Formula: Weighted Score = Severity × Authenticity Multiplier × Centrality Multiplier
🔴 Woke Tropes
| Trope | Severity | Authenticity | Centrality | Score |
|---|---|---|---|---|
| Female Hero Assembly Shot | 4 | 0.7 | 1.8 | 5.04 |
| Untextured Female 'Ultimate Hero' (Captain Marvel) | 3 | 1 | 1 | 3 |
| First MCU LGBT+ Content | 2 | 1 | 0.5 | 1 |
| Thor Mocked for Depression and Weight Gain | 2 | 1 | 0.5 | 1 |
| Hawkeye's Vigilante Killing of POC Criminals | 1 | 1 | 0.5 | 0.5 |
| TOTAL WOKE | 10.5 | |||
🟢 Traditional Tropes
| Trope | Severity | Authenticity | Centrality | Score |
|---|---|---|---|---|
| Ultimate Sacrifice as Heroic Culmination | 5 | 0.7 | 1.8 | 6.3 |
| Marriage and Family as Ultimate Good | 4 | 0.7 | 1 | 2.8 |
| Selfless Competition to Sacrifice | 4 | 0.7 | 1 | 2.8 |
| The Hero Coming Home | 3 | 0.7 | 0.5 | 1.05 |
| Grief Treated with Weight | 2 | 0.7 | 0.5 | 0.7 |
| TOTAL TRADITIONAL | 13.6 | |||
Score Margin: +3 TRAD
Director: Anthony Russo and Joe Russo
CENTRIST / LIBERAL CRAFTSMEN. The Russo Brothers are commercial directors who prioritize audience satisfaction over ideological messaging. They delivered the most crowd-pleasing MCU films (Captain America: The Winter Soldier, Civil War, Infinity War, Endgame) and have since moved into broader commercial work. They are not ideological filmmakers in the way that some Marvel directors have been, but they operated within a studio system (Marvel / Disney) that was increasingly committed to progressive representation during this period. The progressive elements in Endgame (female hero lineup, first MCU LGBT+ moment) reflect studio mandates as much as directorial choice.Anthony and Joe Russo began as television directors (Arrested Development, Community) before breaking into feature films with You, Me and Dupree (2006). Their MCU career launched with Captain America: The Winter Soldier (2014), a film widely praised for its political thriller structure. They directed four MCU films in total. Post-MCU, they directed Cherry (2021) for Apple TV+ and The Gray Man (2022) for Netflix. Their aesthetic is clean, efficient, and action-focused.

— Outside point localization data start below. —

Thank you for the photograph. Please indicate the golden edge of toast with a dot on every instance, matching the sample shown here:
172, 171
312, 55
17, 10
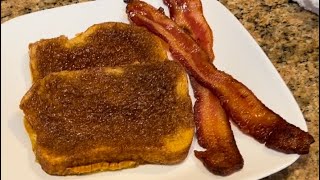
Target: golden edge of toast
80, 40
175, 148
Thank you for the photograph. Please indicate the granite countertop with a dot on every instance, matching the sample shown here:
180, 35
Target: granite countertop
288, 35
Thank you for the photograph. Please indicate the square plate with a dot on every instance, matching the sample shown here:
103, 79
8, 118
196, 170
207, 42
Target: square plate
236, 53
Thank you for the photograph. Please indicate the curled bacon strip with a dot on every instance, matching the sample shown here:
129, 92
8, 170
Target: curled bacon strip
245, 109
188, 14
214, 133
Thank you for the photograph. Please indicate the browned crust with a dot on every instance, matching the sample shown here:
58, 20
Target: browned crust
66, 143
101, 45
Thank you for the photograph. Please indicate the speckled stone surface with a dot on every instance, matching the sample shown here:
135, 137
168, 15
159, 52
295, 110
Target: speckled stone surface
289, 36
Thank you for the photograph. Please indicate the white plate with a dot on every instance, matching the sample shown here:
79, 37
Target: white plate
236, 53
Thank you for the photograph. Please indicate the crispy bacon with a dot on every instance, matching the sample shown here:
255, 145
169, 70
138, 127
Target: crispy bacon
222, 156
214, 133
188, 14
246, 110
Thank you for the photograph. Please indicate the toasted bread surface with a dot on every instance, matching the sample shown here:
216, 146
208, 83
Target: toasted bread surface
110, 118
105, 44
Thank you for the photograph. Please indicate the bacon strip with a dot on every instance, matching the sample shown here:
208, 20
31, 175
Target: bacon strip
214, 133
188, 14
246, 110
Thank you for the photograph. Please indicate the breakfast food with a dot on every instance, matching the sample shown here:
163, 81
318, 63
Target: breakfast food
244, 108
222, 156
109, 118
188, 15
101, 45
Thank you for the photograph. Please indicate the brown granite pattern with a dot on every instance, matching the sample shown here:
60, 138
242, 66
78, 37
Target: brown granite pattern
288, 34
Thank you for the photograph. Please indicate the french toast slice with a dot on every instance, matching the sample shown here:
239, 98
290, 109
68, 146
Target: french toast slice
109, 118
101, 45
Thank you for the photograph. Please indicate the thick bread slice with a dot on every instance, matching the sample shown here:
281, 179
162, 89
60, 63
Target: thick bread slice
110, 118
101, 45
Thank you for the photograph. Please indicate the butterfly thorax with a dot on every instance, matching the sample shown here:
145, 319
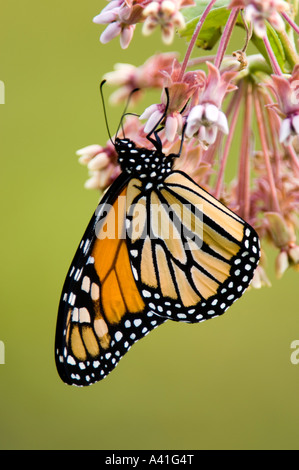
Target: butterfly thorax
146, 164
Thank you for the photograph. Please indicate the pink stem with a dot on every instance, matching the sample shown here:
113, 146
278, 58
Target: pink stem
272, 57
262, 132
194, 38
226, 36
294, 158
291, 22
244, 170
237, 104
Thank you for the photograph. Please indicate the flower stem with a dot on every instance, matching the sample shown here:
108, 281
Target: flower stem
294, 158
237, 104
244, 170
291, 22
272, 57
226, 36
266, 153
194, 38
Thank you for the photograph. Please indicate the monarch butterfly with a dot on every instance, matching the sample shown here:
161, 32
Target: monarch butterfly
158, 248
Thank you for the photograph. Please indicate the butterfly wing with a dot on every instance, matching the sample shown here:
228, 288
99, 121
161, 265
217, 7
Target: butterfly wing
101, 313
191, 256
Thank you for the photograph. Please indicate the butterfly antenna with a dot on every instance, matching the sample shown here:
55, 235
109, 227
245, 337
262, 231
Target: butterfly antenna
161, 118
105, 113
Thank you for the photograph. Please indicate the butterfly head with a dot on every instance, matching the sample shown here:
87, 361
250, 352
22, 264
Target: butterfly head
151, 165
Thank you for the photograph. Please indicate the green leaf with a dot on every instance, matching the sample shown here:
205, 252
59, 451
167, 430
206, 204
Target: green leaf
276, 45
212, 28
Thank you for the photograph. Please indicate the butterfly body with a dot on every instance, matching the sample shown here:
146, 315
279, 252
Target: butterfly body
158, 247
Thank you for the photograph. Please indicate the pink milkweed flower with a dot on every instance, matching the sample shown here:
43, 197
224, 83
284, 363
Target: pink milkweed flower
167, 14
101, 163
258, 12
206, 119
121, 17
180, 90
287, 93
128, 77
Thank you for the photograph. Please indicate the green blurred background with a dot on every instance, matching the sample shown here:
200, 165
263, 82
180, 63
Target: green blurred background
226, 384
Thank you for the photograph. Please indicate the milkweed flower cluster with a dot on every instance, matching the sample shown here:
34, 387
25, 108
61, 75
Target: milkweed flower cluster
122, 16
208, 109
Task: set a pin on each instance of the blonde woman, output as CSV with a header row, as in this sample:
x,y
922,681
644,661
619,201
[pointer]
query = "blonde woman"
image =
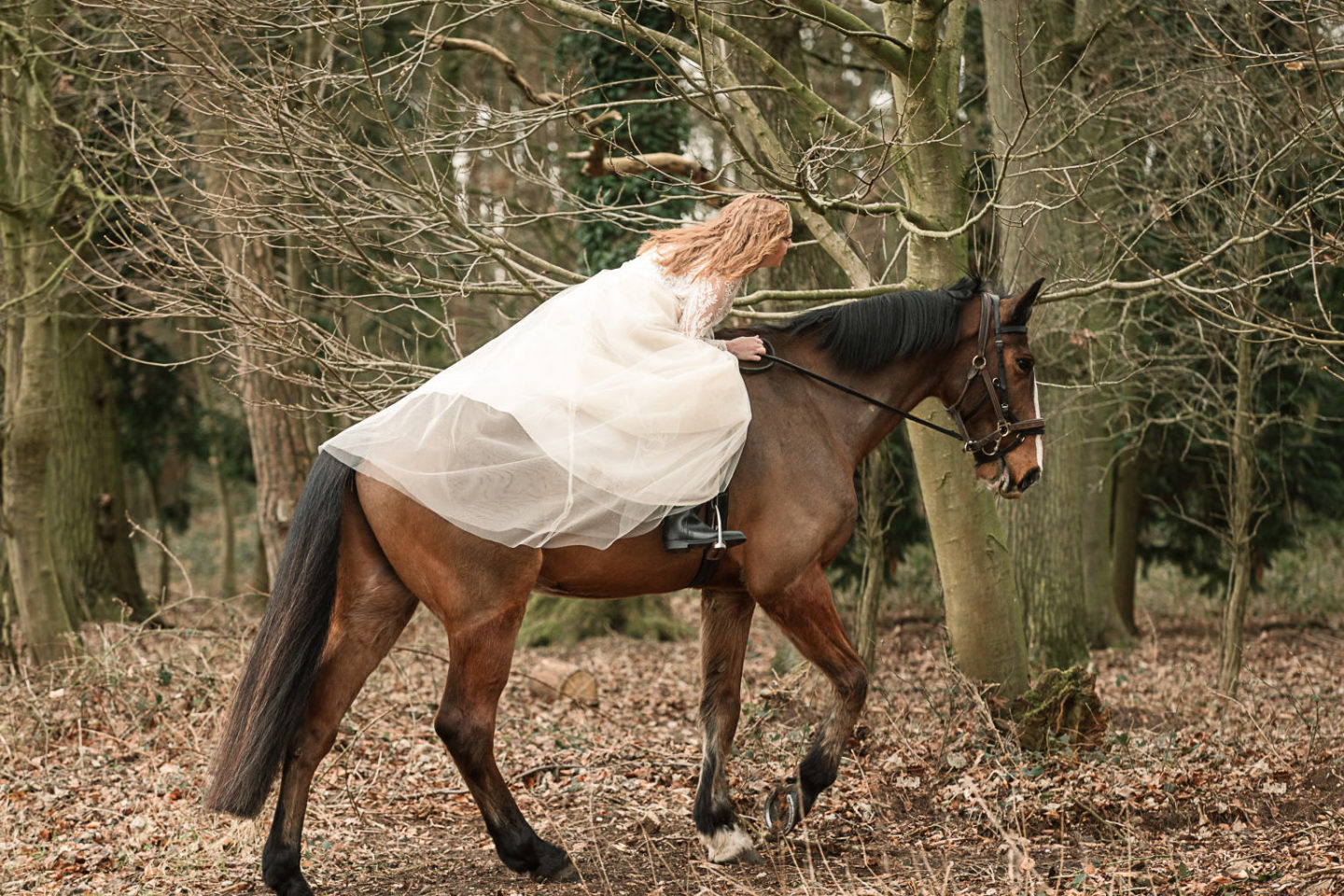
x,y
602,414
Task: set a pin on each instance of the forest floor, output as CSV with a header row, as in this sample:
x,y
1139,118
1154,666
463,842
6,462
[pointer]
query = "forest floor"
x,y
1193,791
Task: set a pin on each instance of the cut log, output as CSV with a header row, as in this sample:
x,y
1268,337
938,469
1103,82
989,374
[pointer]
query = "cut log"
x,y
555,679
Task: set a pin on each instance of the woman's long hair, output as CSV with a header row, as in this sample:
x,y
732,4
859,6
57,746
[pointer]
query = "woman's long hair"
x,y
726,247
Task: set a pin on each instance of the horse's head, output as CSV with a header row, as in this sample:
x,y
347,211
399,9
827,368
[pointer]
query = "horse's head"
x,y
991,392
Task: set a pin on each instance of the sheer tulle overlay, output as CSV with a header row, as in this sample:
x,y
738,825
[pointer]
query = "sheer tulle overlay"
x,y
586,422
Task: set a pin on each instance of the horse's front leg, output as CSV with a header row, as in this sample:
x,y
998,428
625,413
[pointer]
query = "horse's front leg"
x,y
724,623
806,614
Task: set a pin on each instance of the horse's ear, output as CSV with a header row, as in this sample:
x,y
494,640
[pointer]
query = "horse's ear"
x,y
1022,305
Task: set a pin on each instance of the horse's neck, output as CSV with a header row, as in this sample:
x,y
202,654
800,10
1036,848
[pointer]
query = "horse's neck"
x,y
861,426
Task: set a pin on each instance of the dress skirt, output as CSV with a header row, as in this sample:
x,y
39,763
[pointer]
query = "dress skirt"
x,y
588,421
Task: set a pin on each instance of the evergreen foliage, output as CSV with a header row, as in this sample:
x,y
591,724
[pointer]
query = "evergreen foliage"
x,y
614,74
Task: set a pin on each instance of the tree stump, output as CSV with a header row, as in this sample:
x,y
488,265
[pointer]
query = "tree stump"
x,y
555,679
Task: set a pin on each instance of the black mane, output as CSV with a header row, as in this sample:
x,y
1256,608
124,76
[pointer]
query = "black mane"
x,y
861,336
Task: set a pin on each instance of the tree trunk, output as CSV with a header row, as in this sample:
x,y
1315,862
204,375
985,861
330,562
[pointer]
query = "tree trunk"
x,y
871,535
62,483
1124,536
984,615
283,446
1239,492
1066,583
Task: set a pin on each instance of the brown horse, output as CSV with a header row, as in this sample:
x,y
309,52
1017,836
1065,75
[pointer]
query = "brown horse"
x,y
360,555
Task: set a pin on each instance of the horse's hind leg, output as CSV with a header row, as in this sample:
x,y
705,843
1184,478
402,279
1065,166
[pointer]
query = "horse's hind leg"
x,y
808,617
371,609
480,658
479,592
724,623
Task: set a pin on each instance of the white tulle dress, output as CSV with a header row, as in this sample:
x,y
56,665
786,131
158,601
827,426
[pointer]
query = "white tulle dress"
x,y
588,421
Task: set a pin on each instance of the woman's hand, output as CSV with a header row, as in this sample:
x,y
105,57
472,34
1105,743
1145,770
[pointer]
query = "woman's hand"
x,y
746,348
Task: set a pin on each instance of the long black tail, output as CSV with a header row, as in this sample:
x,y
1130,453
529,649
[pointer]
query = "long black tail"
x,y
283,666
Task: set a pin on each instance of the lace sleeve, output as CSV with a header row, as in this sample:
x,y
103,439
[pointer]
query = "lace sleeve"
x,y
705,306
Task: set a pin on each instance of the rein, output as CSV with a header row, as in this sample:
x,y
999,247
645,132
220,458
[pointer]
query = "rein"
x,y
989,448
776,359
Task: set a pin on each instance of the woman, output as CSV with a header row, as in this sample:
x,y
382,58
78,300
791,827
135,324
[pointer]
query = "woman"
x,y
602,412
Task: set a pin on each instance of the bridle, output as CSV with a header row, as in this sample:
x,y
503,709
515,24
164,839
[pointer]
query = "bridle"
x,y
988,449
1008,431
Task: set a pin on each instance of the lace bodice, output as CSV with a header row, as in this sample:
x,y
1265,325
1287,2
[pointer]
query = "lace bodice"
x,y
700,302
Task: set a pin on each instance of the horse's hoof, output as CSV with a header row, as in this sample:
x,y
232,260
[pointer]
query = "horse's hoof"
x,y
555,867
730,846
565,874
784,809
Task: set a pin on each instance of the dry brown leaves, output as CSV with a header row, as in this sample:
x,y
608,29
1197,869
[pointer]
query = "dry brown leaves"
x,y
1194,792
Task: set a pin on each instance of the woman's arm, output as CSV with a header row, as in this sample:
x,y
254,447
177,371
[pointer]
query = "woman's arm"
x,y
705,306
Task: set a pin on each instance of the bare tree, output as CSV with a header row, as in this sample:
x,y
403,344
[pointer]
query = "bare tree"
x,y
410,165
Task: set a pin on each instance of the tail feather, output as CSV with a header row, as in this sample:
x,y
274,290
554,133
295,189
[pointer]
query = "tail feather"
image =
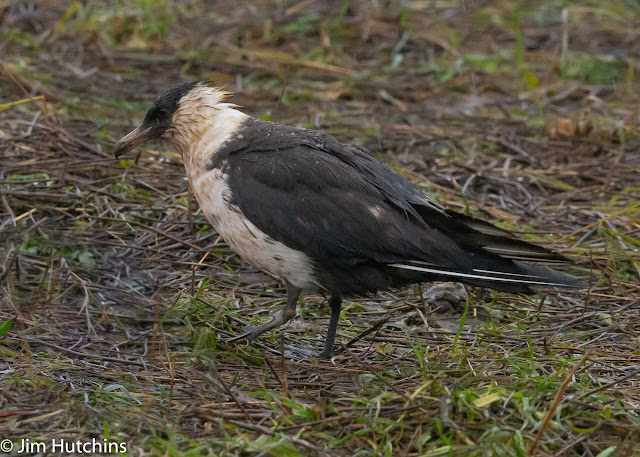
x,y
497,259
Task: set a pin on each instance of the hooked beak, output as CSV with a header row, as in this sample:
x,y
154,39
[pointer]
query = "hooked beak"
x,y
132,140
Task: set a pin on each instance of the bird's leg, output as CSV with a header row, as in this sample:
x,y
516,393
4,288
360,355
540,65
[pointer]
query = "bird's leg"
x,y
285,315
336,304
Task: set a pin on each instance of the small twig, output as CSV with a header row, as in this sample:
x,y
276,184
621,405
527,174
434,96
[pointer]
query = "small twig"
x,y
556,402
85,355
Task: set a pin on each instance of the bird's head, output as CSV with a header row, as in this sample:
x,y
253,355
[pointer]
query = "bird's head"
x,y
186,116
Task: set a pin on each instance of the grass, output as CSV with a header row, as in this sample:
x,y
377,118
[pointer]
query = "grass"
x,y
116,296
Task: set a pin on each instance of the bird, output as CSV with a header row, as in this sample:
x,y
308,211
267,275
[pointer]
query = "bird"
x,y
326,217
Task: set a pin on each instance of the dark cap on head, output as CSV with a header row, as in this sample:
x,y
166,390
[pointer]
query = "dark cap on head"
x,y
157,120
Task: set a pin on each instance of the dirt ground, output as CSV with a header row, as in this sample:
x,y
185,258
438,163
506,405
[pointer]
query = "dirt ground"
x,y
116,296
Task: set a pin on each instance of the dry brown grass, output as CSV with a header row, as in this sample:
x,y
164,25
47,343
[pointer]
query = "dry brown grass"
x,y
120,296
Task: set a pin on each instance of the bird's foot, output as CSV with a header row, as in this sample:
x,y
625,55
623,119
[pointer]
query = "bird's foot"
x,y
443,297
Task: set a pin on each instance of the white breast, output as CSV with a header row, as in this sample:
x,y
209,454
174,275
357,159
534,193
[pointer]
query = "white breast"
x,y
253,245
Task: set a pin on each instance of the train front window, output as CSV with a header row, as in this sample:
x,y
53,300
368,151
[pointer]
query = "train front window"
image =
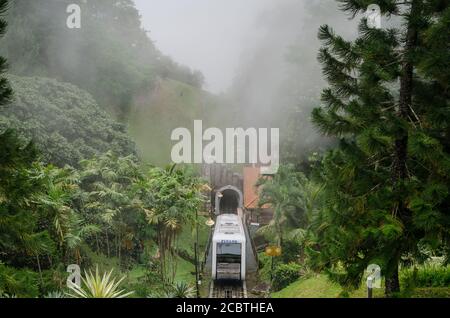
x,y
228,253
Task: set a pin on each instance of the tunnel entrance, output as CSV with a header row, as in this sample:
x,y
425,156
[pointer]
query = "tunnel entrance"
x,y
228,200
229,203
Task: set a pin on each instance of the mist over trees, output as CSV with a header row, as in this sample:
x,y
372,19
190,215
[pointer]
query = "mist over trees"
x,y
111,56
364,121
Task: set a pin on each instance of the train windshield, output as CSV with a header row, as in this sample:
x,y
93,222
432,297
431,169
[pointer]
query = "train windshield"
x,y
228,252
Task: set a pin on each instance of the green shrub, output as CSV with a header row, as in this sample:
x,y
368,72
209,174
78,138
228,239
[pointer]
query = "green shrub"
x,y
21,283
426,276
285,274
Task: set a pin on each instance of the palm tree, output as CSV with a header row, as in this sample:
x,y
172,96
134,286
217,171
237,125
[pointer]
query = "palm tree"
x,y
98,286
173,198
286,194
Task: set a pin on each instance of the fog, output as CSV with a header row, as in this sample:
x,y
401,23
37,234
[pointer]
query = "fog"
x,y
208,35
262,53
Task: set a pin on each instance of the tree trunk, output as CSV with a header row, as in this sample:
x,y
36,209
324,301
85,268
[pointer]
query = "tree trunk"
x,y
400,172
392,282
40,269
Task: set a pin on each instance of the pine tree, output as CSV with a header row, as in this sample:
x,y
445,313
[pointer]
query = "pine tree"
x,y
5,89
386,185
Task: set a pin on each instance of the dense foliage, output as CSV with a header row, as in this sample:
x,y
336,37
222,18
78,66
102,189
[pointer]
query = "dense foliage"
x,y
110,56
386,187
62,120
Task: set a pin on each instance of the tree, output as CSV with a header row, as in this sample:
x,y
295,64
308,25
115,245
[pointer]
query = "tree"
x,y
386,185
5,89
111,200
173,197
286,194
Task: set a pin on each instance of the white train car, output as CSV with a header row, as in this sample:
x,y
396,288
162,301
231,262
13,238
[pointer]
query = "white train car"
x,y
228,248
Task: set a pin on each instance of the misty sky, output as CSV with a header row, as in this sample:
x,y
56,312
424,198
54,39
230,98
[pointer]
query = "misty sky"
x,y
209,35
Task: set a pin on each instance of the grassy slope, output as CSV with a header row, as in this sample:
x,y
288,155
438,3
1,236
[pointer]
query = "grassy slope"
x,y
320,287
171,105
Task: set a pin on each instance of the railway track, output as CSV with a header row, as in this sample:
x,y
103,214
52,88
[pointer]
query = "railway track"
x,y
228,290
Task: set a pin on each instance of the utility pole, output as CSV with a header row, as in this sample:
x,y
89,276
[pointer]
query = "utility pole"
x,y
197,276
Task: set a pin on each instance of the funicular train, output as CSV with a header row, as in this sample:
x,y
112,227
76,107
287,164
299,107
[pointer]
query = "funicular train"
x,y
229,249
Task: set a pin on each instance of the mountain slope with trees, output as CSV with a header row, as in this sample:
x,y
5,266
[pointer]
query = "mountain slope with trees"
x,y
63,121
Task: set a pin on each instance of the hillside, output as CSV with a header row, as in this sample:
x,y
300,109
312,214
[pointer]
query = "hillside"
x,y
171,104
64,121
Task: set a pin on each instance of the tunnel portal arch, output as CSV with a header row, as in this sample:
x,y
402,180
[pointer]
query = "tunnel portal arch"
x,y
234,197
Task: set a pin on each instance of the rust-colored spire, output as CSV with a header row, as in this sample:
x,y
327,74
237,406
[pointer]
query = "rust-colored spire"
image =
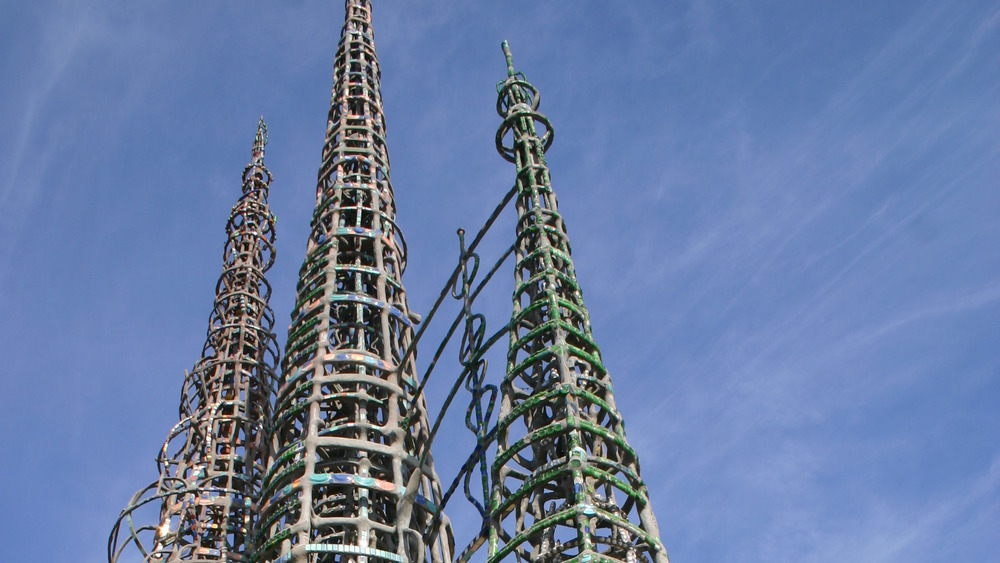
x,y
343,482
566,483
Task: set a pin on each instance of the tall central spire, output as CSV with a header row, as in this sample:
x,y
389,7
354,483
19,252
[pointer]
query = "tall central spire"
x,y
343,482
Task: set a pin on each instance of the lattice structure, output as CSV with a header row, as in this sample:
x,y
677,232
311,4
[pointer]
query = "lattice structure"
x,y
343,483
212,461
566,484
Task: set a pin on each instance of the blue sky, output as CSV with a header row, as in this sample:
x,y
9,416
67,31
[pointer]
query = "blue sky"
x,y
783,215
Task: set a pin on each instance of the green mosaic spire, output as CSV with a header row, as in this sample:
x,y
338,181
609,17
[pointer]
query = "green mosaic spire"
x,y
211,462
566,484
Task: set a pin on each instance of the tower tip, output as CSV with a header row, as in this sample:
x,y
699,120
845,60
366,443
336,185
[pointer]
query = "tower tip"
x,y
260,139
509,57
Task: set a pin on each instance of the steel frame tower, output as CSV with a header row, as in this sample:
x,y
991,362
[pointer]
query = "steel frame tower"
x,y
343,482
330,462
212,461
565,482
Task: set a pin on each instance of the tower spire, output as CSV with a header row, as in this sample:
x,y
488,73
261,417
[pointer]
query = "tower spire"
x,y
566,483
343,481
212,461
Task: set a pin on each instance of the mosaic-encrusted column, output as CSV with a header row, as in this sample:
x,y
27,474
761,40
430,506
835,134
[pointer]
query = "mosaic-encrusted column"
x,y
342,482
212,462
566,483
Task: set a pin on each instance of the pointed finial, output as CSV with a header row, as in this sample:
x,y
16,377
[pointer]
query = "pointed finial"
x,y
260,139
509,57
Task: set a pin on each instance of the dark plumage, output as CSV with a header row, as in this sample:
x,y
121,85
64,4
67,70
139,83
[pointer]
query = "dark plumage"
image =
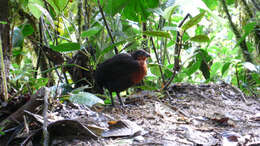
x,y
121,72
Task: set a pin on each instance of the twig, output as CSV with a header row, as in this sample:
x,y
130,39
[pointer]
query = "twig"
x,y
3,70
79,19
256,5
45,118
242,45
238,83
108,30
157,58
176,53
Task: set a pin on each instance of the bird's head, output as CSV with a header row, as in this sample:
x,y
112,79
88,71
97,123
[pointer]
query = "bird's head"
x,y
140,55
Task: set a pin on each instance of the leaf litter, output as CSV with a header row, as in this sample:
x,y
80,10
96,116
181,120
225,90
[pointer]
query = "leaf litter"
x,y
186,114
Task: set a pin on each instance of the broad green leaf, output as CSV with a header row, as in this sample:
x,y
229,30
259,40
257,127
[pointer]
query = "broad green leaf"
x,y
214,68
200,38
250,66
66,47
60,4
27,30
154,68
17,38
46,13
3,22
109,48
168,28
53,5
130,9
193,68
230,2
204,68
90,32
248,28
33,7
225,68
167,13
157,33
193,21
211,4
85,98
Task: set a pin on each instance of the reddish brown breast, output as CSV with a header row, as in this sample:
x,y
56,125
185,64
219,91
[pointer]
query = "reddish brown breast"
x,y
138,76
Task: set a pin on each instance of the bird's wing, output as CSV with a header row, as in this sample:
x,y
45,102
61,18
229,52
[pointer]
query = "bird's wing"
x,y
120,66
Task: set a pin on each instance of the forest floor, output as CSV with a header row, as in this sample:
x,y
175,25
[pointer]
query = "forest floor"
x,y
206,114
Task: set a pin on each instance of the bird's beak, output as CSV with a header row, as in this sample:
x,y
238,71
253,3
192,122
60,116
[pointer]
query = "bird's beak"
x,y
147,55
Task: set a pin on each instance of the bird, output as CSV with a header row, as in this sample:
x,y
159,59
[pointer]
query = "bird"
x,y
121,72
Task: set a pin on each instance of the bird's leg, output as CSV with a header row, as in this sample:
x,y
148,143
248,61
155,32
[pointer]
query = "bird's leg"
x,y
112,100
119,98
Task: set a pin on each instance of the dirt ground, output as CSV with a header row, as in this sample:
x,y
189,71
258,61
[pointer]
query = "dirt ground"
x,y
206,114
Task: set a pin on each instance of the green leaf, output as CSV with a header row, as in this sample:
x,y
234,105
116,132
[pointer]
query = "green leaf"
x,y
60,4
167,13
200,38
248,28
33,7
90,32
27,30
53,5
131,9
157,33
66,47
3,22
193,68
109,48
46,13
250,66
230,2
193,21
85,98
214,68
211,4
225,68
17,38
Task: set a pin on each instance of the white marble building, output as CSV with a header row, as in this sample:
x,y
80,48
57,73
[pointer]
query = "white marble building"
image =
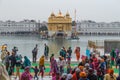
x,y
21,26
91,27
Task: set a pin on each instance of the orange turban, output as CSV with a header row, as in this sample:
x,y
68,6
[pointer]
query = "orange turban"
x,y
83,75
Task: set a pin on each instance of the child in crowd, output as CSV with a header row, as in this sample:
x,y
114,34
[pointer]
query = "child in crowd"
x,y
36,70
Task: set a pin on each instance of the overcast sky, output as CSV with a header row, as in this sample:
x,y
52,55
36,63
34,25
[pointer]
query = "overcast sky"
x,y
97,10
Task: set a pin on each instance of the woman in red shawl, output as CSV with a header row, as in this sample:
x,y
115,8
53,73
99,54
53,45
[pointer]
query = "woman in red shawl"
x,y
77,52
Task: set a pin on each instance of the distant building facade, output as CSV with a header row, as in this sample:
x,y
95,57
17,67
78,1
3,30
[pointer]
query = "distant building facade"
x,y
59,24
101,28
21,26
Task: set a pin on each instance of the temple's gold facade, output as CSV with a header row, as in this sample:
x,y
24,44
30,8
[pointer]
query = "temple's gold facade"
x,y
59,23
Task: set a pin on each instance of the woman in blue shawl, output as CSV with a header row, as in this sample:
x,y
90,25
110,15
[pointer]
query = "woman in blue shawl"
x,y
26,62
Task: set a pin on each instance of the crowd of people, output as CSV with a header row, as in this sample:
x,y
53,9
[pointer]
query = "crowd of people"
x,y
91,66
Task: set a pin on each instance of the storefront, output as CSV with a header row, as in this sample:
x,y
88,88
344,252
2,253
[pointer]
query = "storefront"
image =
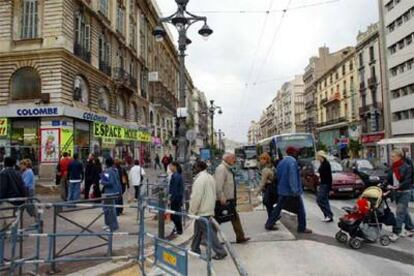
x,y
43,133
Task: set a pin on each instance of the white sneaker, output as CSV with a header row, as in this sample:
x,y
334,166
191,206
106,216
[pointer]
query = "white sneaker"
x,y
394,237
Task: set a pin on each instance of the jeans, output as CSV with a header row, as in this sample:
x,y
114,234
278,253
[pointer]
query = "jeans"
x,y
402,213
177,218
200,230
74,191
275,216
323,200
110,215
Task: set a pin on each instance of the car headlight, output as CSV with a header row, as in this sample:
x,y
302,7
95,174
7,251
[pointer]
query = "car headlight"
x,y
374,178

Writer: Christopher Markus and Stephen McFeely
Markus and McFeely wrote all four Russo Brothers MCU films. They are skilled at large-scale narrative construction and character payoff. Endgame's screenplay is an extraordinary feat of logistical storytelling: managing 22 characters across a time heist structure while hitting emotional beats for a 22-film franchise. The traditional content (Tony's sacrifice, Steve's ending, family as the ultimate value) is consistent with the Markus/McFeely approach across their entire MCU run. The progressive content reflects evolving studio direction during production.
Adult Viewer Insight
Parental Guidance
PG-13, appropriate for ages 10+ who have watched the prior MCU films. Emotionally intense with major character deaths. The LGBT+ moment is brief and mild. Tony Stark's sacrifice is a powerful conversation starter about heroism and selflessness. Three-hour runtime requires planning for younger viewers.